Também é necessário resgatar as limitações que a resolução feita pelo Conselho Federal de Odontologia, que regulamentam a prática da fitoterapia por cirurgiões-dentistas, requer uma carga horária extensa para o exercício da fitoterapia, o que poderia tornar quase inviável uma habilitação dentro do ensino de graduação, mesmo que esta prática estivesse nos currículos. Mas independente da resolução, as grades curriculares precisam ser mais flexíveis e incluir esta importante temática na formação em Odontologia e nos demais cursos da saúde.
Ainda assim, apesar deste estudo escolher apenas dois estudos principais para revisar, foi perceptível a quantidade pequena de trabalhos sobre plantas medicinais em revistas indexadas e quando adiciona o termo de busca dos saberes populares, esse número reduz ainda mais, e questiona-se que tal dado, conversa com os processos de colonialismo e do capitalismo, que desvaloriza os saberes populares e tradicionais.
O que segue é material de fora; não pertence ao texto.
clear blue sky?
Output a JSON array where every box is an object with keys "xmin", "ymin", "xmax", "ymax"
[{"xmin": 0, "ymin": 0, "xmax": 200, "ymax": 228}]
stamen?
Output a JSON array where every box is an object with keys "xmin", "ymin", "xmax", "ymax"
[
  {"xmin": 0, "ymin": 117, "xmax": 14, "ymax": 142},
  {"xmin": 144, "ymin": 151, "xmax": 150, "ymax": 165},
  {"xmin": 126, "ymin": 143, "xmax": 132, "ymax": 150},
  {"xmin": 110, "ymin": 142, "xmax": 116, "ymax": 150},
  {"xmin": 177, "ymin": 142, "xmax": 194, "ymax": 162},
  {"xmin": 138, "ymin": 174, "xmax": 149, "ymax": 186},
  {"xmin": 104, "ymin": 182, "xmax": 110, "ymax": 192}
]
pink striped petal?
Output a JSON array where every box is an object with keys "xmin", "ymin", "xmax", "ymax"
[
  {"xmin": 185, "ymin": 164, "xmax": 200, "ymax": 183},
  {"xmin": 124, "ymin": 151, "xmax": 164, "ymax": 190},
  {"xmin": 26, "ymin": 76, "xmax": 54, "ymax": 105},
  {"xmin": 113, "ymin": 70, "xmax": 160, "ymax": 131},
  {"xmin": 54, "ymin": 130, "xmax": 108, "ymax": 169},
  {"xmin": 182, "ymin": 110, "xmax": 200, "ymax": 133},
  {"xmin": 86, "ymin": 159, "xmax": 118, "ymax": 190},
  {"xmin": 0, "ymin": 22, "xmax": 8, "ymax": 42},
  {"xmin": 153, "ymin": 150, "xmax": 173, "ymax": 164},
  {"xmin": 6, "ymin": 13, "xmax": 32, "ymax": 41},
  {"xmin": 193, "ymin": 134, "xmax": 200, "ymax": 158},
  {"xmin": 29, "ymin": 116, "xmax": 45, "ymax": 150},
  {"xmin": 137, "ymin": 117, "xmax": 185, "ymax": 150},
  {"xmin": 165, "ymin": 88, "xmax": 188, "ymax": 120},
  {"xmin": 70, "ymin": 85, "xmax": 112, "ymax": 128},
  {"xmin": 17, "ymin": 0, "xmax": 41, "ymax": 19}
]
A academia é um ambiente que necessita abrir espaço para discussão e para o avanço em práticas do cuidado centrada nas pessoas, considerando o uso milenar das plantas medicinais, bem como incentivar as pesquisas relacionadas às plantas medicinais e fitoterápicas.
Por fim, o Memento Fitoterápico da Farmacopeia Brasileira e o Formulário de Fitoterápicos têm um papel importante na identificação, conhecimento e prescrição de diferentes plantas medicinais e fitoterápicos para auxiliar os profissionais da saúde que os indicam. Entretanto, a sua compreensão ainda é difícil e pouco fomentada, por isso, talvez, poucos profissionais optam por utilizá-los.